The bottom line is that it's good for F1 that this Haas construct is failing so spectacularly and falling further and further behind. The difference between F1 and virtually all other major motorsport categories worldwide is the development, production and further development of its own F1 car every year. Here in Haas F1 you have a construct that buys all the legal parts from Ferrari, has the car built by Dallara and the aerodynamic parts are developed by Ferrari people in Haas team clothing at Ferrari in Maranello and some of them are probably even manufactured there. Andretti would be not much different in many respects. Haas doesn't have its own F1 factory, Haas doesn't build its own car, money only flows to third parties for contract work in a manufacturer racing series. This is exactly what F1 did not want with the introduction and purchase of parts some years ago. They didn't want investors who just buy everything together and don't have or develop any infrastructure. And yet at the time of Haas' entry, they had no choice but to agree to it. Fortunately, it is not running and has not attracted any other non-manufacturers.

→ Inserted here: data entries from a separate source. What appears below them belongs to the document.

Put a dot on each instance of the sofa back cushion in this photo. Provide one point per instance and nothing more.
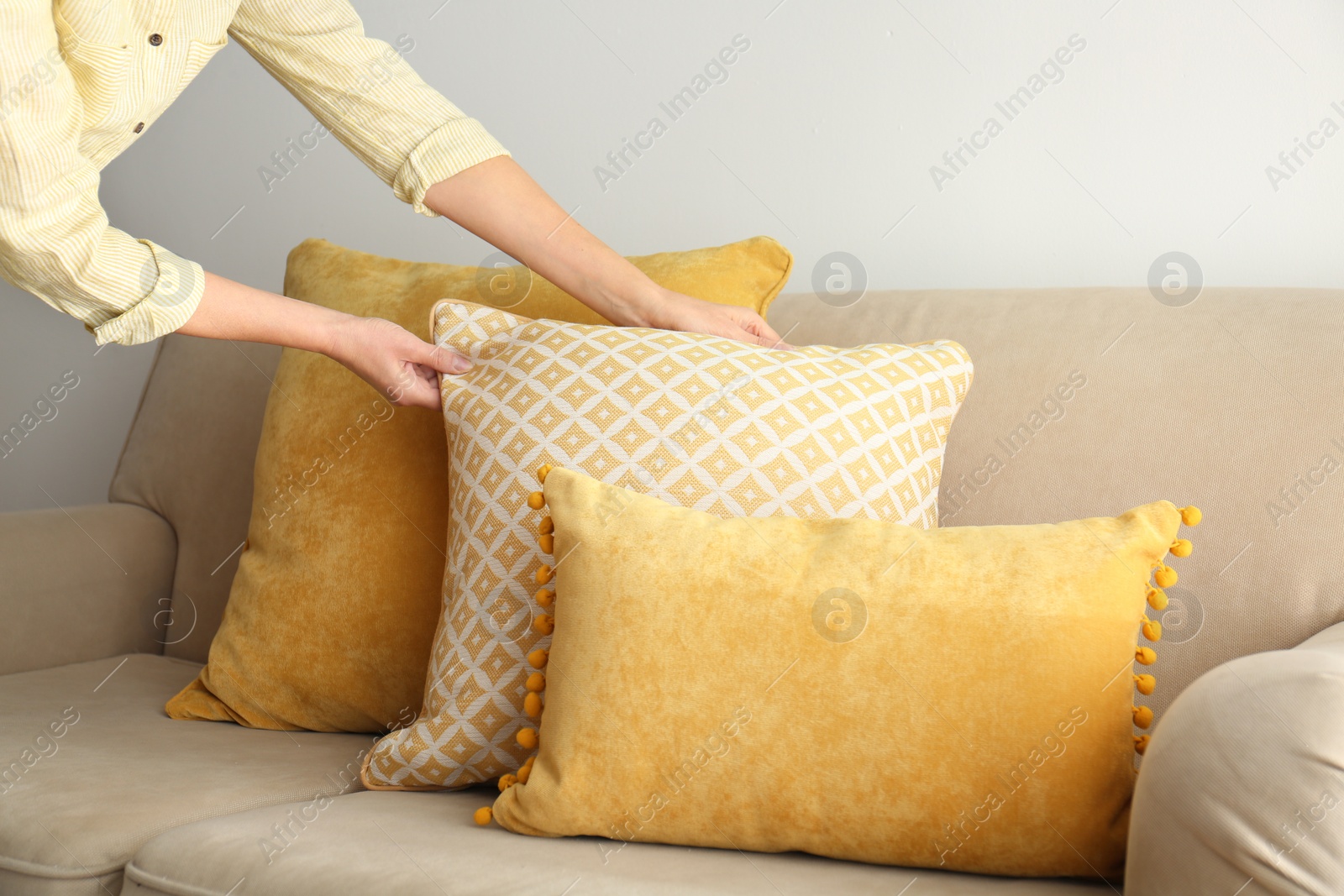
(190, 458)
(1092, 401)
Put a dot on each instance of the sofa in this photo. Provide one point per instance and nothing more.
(1086, 402)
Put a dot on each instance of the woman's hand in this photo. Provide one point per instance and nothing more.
(501, 204)
(398, 364)
(391, 360)
(679, 312)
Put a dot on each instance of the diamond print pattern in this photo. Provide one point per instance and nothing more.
(725, 427)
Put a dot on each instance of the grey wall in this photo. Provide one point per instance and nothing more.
(1156, 137)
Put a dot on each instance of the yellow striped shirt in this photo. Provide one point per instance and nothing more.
(81, 80)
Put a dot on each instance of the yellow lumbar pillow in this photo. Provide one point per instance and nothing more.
(958, 698)
(333, 606)
(726, 427)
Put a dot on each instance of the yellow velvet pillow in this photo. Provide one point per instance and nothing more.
(958, 698)
(722, 426)
(333, 611)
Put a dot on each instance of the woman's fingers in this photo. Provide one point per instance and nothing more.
(438, 358)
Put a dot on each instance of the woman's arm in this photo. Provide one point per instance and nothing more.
(501, 204)
(390, 359)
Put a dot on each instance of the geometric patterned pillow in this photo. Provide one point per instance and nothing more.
(703, 422)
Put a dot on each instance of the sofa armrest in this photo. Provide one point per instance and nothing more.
(1240, 789)
(82, 584)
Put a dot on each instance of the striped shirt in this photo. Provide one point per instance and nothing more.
(80, 82)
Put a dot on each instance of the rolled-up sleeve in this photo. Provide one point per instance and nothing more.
(54, 235)
(362, 90)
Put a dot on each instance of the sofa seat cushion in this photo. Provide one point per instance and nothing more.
(417, 844)
(93, 768)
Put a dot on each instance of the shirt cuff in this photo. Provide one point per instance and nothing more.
(447, 150)
(172, 286)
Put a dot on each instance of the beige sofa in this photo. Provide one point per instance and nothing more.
(1230, 403)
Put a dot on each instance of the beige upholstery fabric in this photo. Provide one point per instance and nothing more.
(190, 458)
(417, 844)
(82, 584)
(1229, 403)
(1241, 789)
(80, 804)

Today it's different, "people" are interested in taking part in F1 again. Even if the bottom line is that there is currently no candidate who really wants to start from scratch with the appropriate capital and become the real 10th team and not just a sham manufacturer like Haas. Audi is again so half-baked because they only swapped Sauber/Alfa, which is certainly not what F1 had hoped for. Unfortunately, this is also a warning to other manufacturers that Audi and even more so Porsche can't do it themselves without buying in infrastructure and expertise. This should set alarm bells ringing in F1, because you won't find a manufacturer who wants to start with billions at 0 infrastructure so quickly.
The likelihood that Andretti could end up driving around just as under-budgeted as Haas is the reason why F1 is not happy to award the grid position and you didn't hear anything at all until now from Domenicali. The teams are all about the money, which they don't want to share with Andretti, that's purely selfish and capitalistic. But also F1 doesn't need another back-bench team from the USA either, which harbours the danger of dampening the US boom even further or destroying it with the Haas vs Andretti battle for the penultimate place among the constructors. In the end, it's all about money for F1, which could dry up with the Andretti risk, but above all the danger of alienating the American spectators at the track and at home on the screen.
Realistically, they would have preferred to have Audi and Porsche as independent manufacturers with new factories, infrastructure that could have been sold back to Hyundai, Toyota, Honda, etc. a few years later, even if they had left, and would have had a much better future than a Haas warehouse in England and possibly one day an F1 department at Andretti in the States or a second Andretti warehouse in England. F1 simply doesn't need that and GM's appeal is simply too small or too local. GM is rather insignificant outside North and parts of Central and South America.